It is a common pitfall for adults to think they are teaching children. Most often, it is the reverse. Children teach adults. How? Very simply: they teach us to remember what we forgot. A child has the innate ability to see the authentic. For children with neurodiverse features, authenticity can be a driving force.
Every summer, I spend time with my niece who has been diagnosed with dyslexia. She is the type of child who does not let outside influences define her identity. She is very expressive, letting others know her likes and dislikes, fairly. When we talk about life, I remind her that she has super powers many do not have. She has a gift of seeing intricate patterns. She can distinguish the richness of sound that I sometimes miss. Most importantly, she is very empathetic.
As a sailing instructor who works with neurodiverse children, aka differently abled, my niece reminds me how some children are naturally gifted sailors, like her. Sailing is about feeling the wind, reading the water and currents, hearing changes in sounds like a sail luffing, feeling the boat accelerate in a gust, and being receptive to another who might be in discomfort. These are skills that cannot be taught. They are learned experiences.
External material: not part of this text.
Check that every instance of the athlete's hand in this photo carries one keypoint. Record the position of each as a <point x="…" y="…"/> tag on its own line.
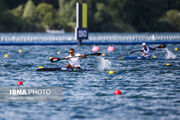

Each lesson, I have a choice how I approach a student who wants to sail. I can try to fix the student’s mistakes and make constant corrections when I feel the student is not meeting my expectations. Or I can meet the student and try to understand their gifts, allowing them to flourish while we both remain open to learning something unexpected. To be honest, I do both but always strive to be present and be curious about the student’s gifts.
I have mild dyslexia but never received a diagnosis. My niece’s experience is different from mine but I continue to learn from her. “Play is serious learning,” wrote Mr. Rogers. This summer my niece taught me how to make a friendship bracelet. Weaving a bracelet is very similar to splicing a line on a boat. When we play, we find skills that can last a lifetime.